HudBay Minerals (HBM-T) and aspiring nickel producer Skye Resources (SKR-T, SKRZF-O) are combining forces, expanding HudBay’s zinc and copper portfolio to nickel. Skye’s flagship asset is its past producing Fenix nickel-laterite project in eastern Guatemala.
Under the proposed transaction, one Skye share will be exchanged for 0.61 of a Hudbay share. The deal represents a 35% premium over Skye’s 20-day volume weighted average trading price and a 17% premium over Skye’s closing price on June 20.
If the merger goes ahead, HudBay will have about 160.9 million shares outstanding, of which current HudBay shareholders will hold 79.9% and former Skye shareholders will own 20.3%.
As part of the transaction, HudBay will acquire 12.6 million shares of Skye at a price of C$7.51 per share in a private placement totaling C$95.2 million.
The proceeds will be used to ramp up the engineering, procurement and construction activities at Fenix, including the purchase of long lead-time equipment that had been suspended previously.
The news sent shares of Skye soaring 97 apiece to $8.69, an increase of 12.5%, on a trading volume of 3.4 million shares. By contrast, HudBay fell 78 to $14.01 per share on a trading volume of 7.1 million.
Skye’s Fenix nickel project in the Lake Izabal region of Guatemala is expected to move into production in the last quarter of 2010 and has an estimated mine life of 30 years. The project has a proven and probable reserve of 41.4 million tonnes grading 1.63% nickel, plus additional saprolite and limonite resources in various categories.
“I like the idea of they’re going into nickel; I like the idea that they’re going into nickel in a development project; and I like the idea that they’re going into a nickel development project that has been shopped around and found unattractive by the deep-pocketed majors because they don’t want to pay Vale the 3% merchandising fee for the final product,” says Mike Collison, an analyst with Dundee Securities.
Collison has raised his rating on HudBay from neutral to a buy and has a 52-week target price on the stock of C$21 per share. “It puts the company’s cash balance to work, diversifies the zinc price exposure, and the Fenix deposit has upside potential with expansions down the road.”
Inco operated the Fenix project (then known as Exmibal) in the late 1970s. Inco developed the deposit, mining and processing about 800,000 tonnes of material from 1977 to 1980. But the smelter was closed in 1980 due to high oil prices and a weak nickel market.
The project has a US$238 million pyrometallurgical nickel processing plant and related facilities, which have been on care and maintenance for the last 28 years. It processed saprolitic nickel-laterite mined from the deposit’s La Gloria pit.
Skye acquired 70% of Fenix from Inco in 2004. Since then the Vancouver-based junior has boosted its project interest through development spending that has diluted its partner, the Guatemalan government. Skye’s subsidiaries currently own 98.2% of the project with the government of Guatemala holding the remaining 1.8%.

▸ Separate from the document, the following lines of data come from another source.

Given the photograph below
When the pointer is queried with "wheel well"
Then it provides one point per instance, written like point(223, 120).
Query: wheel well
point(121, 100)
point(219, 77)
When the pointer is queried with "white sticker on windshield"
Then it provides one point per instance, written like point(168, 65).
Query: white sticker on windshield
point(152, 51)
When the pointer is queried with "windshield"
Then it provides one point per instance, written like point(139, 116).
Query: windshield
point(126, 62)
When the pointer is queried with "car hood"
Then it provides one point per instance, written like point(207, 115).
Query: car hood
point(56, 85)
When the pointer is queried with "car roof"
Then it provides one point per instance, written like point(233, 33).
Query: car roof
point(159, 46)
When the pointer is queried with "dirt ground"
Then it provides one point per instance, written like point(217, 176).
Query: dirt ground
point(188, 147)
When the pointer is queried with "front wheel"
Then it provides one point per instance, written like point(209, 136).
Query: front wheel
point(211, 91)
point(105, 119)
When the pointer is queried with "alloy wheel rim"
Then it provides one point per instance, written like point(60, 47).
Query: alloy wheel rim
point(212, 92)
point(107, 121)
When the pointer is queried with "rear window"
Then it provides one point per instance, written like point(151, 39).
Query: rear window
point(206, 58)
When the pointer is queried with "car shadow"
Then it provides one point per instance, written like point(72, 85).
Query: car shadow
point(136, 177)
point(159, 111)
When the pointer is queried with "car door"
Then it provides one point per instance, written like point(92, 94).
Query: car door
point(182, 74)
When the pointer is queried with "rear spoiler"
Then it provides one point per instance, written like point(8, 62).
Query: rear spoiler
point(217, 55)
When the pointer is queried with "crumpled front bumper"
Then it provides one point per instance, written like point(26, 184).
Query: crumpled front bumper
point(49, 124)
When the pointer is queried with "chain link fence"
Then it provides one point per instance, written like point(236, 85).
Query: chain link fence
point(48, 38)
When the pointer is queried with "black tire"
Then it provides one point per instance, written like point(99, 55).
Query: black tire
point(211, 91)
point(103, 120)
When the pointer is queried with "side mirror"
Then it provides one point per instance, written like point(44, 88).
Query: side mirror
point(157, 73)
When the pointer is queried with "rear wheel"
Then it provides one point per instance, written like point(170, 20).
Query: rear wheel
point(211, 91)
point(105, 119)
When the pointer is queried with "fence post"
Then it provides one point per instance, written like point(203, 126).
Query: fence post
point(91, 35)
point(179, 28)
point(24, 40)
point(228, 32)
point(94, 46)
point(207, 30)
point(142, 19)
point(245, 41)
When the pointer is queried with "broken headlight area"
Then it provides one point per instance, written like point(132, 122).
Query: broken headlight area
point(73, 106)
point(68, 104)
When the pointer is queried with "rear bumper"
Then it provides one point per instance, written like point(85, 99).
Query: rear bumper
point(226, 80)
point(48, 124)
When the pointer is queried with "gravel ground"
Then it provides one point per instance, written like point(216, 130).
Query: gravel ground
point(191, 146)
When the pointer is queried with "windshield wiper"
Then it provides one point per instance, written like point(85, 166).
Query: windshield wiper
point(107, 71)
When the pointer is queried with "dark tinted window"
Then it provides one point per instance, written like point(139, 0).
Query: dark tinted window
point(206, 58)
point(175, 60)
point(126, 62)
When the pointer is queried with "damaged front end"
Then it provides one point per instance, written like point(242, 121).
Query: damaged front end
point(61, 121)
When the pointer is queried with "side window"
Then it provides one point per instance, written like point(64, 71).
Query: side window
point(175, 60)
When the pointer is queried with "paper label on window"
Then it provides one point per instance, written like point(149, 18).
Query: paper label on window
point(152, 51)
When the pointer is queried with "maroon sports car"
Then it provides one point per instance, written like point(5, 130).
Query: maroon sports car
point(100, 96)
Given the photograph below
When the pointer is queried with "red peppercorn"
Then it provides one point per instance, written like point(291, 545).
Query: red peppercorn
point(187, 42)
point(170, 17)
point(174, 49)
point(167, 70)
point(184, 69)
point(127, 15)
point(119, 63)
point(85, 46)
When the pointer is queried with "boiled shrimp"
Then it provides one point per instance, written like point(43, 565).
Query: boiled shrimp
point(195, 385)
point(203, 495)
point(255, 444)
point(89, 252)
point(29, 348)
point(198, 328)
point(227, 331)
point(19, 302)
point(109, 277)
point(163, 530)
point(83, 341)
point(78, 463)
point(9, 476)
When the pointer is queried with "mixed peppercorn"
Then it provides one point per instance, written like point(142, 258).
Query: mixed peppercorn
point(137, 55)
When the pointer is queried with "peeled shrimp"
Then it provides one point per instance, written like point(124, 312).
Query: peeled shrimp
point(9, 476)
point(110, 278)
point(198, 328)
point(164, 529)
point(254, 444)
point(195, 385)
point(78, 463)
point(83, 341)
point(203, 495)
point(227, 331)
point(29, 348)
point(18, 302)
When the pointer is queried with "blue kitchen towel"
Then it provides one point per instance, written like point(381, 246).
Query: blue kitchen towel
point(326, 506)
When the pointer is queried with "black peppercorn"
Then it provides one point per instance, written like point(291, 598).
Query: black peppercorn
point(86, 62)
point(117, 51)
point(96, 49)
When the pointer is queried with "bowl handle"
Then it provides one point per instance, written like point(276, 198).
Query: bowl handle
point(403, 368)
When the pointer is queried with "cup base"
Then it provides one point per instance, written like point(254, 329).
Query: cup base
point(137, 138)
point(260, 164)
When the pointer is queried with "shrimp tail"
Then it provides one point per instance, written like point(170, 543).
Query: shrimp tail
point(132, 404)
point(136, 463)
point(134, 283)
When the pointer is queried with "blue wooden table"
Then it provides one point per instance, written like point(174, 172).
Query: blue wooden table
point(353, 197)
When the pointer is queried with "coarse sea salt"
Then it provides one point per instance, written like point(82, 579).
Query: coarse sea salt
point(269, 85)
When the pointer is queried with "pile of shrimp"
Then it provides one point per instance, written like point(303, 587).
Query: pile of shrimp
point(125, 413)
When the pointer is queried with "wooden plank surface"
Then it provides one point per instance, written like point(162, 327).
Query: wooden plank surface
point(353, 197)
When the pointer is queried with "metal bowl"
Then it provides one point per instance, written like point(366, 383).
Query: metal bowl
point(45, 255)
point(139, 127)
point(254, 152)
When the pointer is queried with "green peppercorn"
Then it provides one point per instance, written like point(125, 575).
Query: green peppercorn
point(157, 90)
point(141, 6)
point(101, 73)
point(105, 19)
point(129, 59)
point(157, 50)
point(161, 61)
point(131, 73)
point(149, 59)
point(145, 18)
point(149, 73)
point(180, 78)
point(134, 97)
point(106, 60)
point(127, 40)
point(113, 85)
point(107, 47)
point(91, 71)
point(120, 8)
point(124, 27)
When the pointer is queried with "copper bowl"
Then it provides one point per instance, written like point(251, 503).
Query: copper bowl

Skye has received environmental and construction permits for Fenix and basic engineering has been completed on the project. Detailed engineering is about half-way finished.
But the project could face opposition from the local Qeqchi indigenous people, whose leaders have staged numerous land blockades in the past.
Under the proposed merger, Vale Inco has the right to participate in the financing to maintain its current 11% equity interest in Skye. If Vale participates, HudBay’s holding in Skye would represent about 19.4% of its outstanding shares.
The boards of HudBay and Skye have both endorsed the proposal.
The merger will be a win-win for both companies, HudBay and Skye Resources’ management believes. It gives Skye access to HudBay’s financial and technical capacity to bring Fenix into production, while it boosts HudBay’s development pipeline.
HudBay will enlarge its reserves and resources and diversify its base metals base with a healthy mixture of producing, development and exploration assets and a strong balance sheet. It will have a cash balance of about C$861 million with no debt, and solid operating cash flow.
Vice Chairman and chief executive of Skye Resources, Colin Benner, will join HudBay’s board of directors.
Traditionally HudBay’s focus has been on zinc and copper in the Flin Flon greenstone belt of Manitoba. The company operates mines, concentrators and metal production facilities in northern Manitoba and Saskatchewan, a zinc oxide production facility in Ontario, the White Pine copper refinery in Michigan and the Balmat zinc mine in New York state.
HudBay has a 52-week trading range of $13.70-$29.63 with 126.4 million shares outstanding.
Skye Resources has a 52-week trading range of $3.85-$17.20 with 51 million shares outstanding.